Method	ko	zh	ja	ar	Avg.
Baseline (original query)	Low	Low	Low	Low	Low
English-pivot	Mid	Mid	Mid	Mid	Mid
DELTA	High	High	High	High	Highest

Ablation Study¶

Effect of structural priors on preference measurement

Metric	English Preference	Monolingual Alignment Signal
MLRS (raw)	Strong	Weak
DeLP (debiased)	Weak	Strong

Key Findings¶

English Wikipedia covers 73.3% of gold evidence, while other languages account for only 0.5–1.4%; the "effectiveness" of English-pivot primarily stems from this extreme imbalance.
After debiasing, the English preference diminishes substantially, and monolingual alignment emerges as the dominant preference—retrievers perform best when query and document languages match.
DELTA consistently outperforms English-pivot, demonstrating that exploiting the model's true preference is more effective than following biased environmental signals.
Cultural prior is also a significant confound: correct answers to region-specific questions are more likely to reside in the corresponding language's Wikipedia.

Highlights & Insights¶

The systematic deconstruction of the "English preference myth" is the paper's central contribution, exposing a significant blind spot in existing evaluation methodology.
The design philosophy of DeLP—examining residuals after regressing out known priors—is transferable to any evaluation scenario involving confounding factors.
DELTA is extremely lightweight, operating solely at the query level without requiring modifications to the model, retriever, or corpus.

Limitations & Future Work¶

The debiasing effectiveness of DeLP depends on the completeness of the identified prior factors; unrecognized confounds may still influence conclusions.
Validation is conducted only on the MKQA benchmark; findings may differ on other multilingual QA benchmarks.
The translation step in DELTA introduces additional latency.
The influence of training-time biases within the retriever itself on language preference is not explored.

vs.
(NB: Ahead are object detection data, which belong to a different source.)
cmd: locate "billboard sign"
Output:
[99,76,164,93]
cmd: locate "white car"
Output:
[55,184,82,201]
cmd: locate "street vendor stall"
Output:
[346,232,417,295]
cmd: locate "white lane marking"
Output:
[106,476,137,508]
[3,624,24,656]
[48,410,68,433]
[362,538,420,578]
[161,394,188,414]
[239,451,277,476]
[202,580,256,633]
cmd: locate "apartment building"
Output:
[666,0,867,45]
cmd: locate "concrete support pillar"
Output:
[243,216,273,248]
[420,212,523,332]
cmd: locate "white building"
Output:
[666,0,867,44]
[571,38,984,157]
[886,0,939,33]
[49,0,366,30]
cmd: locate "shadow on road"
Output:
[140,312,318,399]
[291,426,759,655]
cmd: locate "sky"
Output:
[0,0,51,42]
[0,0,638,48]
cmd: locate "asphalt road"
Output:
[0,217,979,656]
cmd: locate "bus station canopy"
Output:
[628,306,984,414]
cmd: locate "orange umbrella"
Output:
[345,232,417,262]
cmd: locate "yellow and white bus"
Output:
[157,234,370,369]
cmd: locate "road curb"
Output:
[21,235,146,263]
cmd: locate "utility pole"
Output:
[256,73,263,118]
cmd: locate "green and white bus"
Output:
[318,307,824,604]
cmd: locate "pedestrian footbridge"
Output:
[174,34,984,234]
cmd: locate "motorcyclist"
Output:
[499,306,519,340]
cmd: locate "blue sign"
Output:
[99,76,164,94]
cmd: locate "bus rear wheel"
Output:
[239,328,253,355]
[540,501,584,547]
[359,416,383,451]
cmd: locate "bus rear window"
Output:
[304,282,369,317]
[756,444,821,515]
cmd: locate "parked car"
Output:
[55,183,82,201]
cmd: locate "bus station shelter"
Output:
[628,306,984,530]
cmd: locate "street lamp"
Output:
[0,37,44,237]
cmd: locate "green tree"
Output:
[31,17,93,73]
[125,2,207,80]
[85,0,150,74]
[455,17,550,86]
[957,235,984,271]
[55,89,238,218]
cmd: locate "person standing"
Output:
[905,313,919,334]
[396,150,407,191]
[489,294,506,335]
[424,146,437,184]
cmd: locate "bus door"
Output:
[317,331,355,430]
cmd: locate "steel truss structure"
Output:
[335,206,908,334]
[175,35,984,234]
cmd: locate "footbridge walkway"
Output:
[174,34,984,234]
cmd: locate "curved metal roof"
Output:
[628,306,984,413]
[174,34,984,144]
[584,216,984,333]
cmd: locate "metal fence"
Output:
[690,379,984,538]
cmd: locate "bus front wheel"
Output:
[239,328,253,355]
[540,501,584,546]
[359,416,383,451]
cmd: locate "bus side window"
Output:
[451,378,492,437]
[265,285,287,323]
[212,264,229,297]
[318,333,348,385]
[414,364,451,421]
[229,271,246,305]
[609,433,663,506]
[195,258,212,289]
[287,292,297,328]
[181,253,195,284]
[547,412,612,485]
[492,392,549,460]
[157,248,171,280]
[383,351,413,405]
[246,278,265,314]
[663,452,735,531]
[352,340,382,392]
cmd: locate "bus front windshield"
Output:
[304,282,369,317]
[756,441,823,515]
English-pivot strategy: This paper demonstrates that the effectiveness of English-pivot stems from data imbalance rather than model preference.
vs. MLRS: MLRS conflates structural priors with model preference; DeLP reveals the true signal through debiasing.
vs. CoPriva: CoPriva addresses textual privacy preservation, whereas this paper focuses on debiasing language preference.

Rating¶

Novelty: ⭐⭐⭐⭐⭐ — The deconstruction of the "English preference myth" and the debiased language preference metric constitute significant contributions.
Experimental Thoroughness: ⭐⭐⭐⭐ — Validated with three strong LLMs, but limited to the single MKQA benchmark.
Writing Quality: ⭐⭐⭐⭐⭐ — Analytical logic is rigorous; the identification and argumentation of structural biases are convincing.
Value: ⭐⭐⭐⭐ — Reframes the understanding of multilingual RAG; both DeLP and DELTA offer direct practical utility.